Clip a candy thermometer to the side of the pan with the bulb touching the syrup, but not touching the pan. Then, cook without stirring over medium heat, until mixture reads 280 degrees F on a candy thermometer. (You can also test the candy by dropping a small amount of candy into cold water. The candy is ready when it separates into hard threads that aren't brittle.)
Meanwhile, in a heavy 2-quart saucepan, combine grape juice, pectin, and baking soda. Bring this mixture to a boil over high heat, stirring constantly. When the mixture boils (it will look very foamy), reduce the heat to low but leave pan on the heat.
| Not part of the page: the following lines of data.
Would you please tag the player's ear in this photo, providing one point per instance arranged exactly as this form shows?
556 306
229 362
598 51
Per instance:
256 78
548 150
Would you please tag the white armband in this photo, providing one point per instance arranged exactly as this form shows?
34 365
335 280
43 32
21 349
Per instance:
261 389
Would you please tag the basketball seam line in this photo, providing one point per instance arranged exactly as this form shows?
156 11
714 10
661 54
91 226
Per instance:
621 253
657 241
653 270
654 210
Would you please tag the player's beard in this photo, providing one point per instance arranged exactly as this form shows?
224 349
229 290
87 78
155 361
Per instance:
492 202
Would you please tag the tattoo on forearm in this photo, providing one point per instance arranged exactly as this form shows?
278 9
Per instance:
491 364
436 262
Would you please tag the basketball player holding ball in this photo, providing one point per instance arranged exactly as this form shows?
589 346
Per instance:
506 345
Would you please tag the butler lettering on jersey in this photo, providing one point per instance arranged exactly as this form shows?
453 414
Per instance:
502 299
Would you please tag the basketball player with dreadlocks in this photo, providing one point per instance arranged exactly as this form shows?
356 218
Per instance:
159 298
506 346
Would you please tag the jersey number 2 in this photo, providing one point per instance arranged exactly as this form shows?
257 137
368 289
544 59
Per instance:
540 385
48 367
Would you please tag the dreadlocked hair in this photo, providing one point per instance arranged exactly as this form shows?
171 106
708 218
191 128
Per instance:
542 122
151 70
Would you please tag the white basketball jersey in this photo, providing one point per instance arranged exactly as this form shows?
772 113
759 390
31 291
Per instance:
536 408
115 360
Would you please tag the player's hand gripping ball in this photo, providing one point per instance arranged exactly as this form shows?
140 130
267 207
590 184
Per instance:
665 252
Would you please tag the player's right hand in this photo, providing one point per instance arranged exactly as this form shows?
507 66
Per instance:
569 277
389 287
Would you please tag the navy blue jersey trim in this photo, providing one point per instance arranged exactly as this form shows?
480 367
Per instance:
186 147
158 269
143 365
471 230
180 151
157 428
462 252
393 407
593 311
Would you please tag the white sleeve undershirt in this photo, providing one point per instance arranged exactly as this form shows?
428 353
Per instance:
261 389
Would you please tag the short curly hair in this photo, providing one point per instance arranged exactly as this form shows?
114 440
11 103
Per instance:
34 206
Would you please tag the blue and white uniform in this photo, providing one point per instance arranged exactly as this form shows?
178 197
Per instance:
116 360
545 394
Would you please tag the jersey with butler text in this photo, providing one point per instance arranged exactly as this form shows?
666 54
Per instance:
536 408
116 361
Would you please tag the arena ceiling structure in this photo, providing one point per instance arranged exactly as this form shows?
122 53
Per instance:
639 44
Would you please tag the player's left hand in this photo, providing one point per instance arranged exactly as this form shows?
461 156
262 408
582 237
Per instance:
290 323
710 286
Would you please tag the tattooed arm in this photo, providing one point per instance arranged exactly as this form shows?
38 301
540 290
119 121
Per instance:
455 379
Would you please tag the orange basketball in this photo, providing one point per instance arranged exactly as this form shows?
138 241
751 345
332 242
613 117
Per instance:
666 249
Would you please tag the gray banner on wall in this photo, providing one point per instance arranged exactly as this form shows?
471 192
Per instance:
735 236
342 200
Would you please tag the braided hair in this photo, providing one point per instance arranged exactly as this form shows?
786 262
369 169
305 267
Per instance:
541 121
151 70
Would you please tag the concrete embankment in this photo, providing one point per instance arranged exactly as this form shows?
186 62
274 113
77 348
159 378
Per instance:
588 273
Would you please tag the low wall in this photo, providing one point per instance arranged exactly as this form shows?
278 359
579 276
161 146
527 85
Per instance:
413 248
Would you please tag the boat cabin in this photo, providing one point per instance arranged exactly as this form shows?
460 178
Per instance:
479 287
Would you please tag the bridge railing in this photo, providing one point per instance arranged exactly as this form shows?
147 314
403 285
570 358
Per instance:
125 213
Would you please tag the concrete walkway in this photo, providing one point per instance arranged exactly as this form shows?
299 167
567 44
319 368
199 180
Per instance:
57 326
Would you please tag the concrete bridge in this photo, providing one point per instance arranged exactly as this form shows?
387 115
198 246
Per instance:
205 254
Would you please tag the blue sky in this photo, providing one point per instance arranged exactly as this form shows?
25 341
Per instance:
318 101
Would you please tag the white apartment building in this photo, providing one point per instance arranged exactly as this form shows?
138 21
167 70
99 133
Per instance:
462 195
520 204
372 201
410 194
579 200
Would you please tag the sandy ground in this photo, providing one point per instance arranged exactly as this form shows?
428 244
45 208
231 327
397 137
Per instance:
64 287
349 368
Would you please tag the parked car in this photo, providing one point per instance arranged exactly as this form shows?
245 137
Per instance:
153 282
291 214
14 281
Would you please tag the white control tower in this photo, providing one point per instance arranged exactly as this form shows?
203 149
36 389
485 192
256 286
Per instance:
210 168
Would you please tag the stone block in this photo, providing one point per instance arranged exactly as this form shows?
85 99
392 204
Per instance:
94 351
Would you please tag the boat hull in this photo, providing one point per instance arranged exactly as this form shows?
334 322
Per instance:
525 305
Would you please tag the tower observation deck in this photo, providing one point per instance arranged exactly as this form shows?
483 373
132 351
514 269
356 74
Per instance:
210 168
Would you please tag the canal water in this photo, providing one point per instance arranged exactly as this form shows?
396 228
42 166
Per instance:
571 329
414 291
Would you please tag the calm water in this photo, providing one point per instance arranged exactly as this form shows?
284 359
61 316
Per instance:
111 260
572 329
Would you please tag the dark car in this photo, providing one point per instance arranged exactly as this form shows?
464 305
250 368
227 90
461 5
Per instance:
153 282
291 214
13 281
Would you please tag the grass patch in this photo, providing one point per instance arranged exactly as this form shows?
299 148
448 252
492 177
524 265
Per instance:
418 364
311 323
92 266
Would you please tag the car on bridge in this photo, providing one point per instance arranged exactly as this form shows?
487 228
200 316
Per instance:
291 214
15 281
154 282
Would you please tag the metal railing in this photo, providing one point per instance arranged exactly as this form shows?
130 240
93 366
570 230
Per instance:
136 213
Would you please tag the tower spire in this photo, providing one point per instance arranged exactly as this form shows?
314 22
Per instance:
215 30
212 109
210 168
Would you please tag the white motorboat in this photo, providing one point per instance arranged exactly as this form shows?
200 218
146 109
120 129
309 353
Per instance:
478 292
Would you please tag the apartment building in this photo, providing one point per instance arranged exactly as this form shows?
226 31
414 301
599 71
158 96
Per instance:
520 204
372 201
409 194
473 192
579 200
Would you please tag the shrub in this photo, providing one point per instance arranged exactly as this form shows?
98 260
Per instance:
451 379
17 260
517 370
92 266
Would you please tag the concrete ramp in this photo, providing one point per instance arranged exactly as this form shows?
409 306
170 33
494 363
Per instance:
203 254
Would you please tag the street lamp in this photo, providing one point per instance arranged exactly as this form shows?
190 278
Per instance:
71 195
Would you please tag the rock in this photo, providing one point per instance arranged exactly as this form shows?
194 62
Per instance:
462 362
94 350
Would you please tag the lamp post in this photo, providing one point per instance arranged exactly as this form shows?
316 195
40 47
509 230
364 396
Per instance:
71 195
Slowly pour the hot, 280 degree sugar mixture into the grape juice mixture in a thin stream, stirring constantly with a wooden spoon. This will take a couple of minutes. Then remove the pan from the heat and stir in food coloring, if using. Let the mixture stand for 2 minutes, then skim off any foam from the surface.
Pour candy into prepared pan and let stand, uncovered, at room temperature, for 24 hours. Lift foil from the pan and remove from from the sides of the candy.
Cut candy into 3/4" squares, using a sharp knife dipped into sugar. Roll all the squares in sugar to coat. Let stand at room temperature for one hour to dry. Store gumdrops in a tightly covered container at room temperature.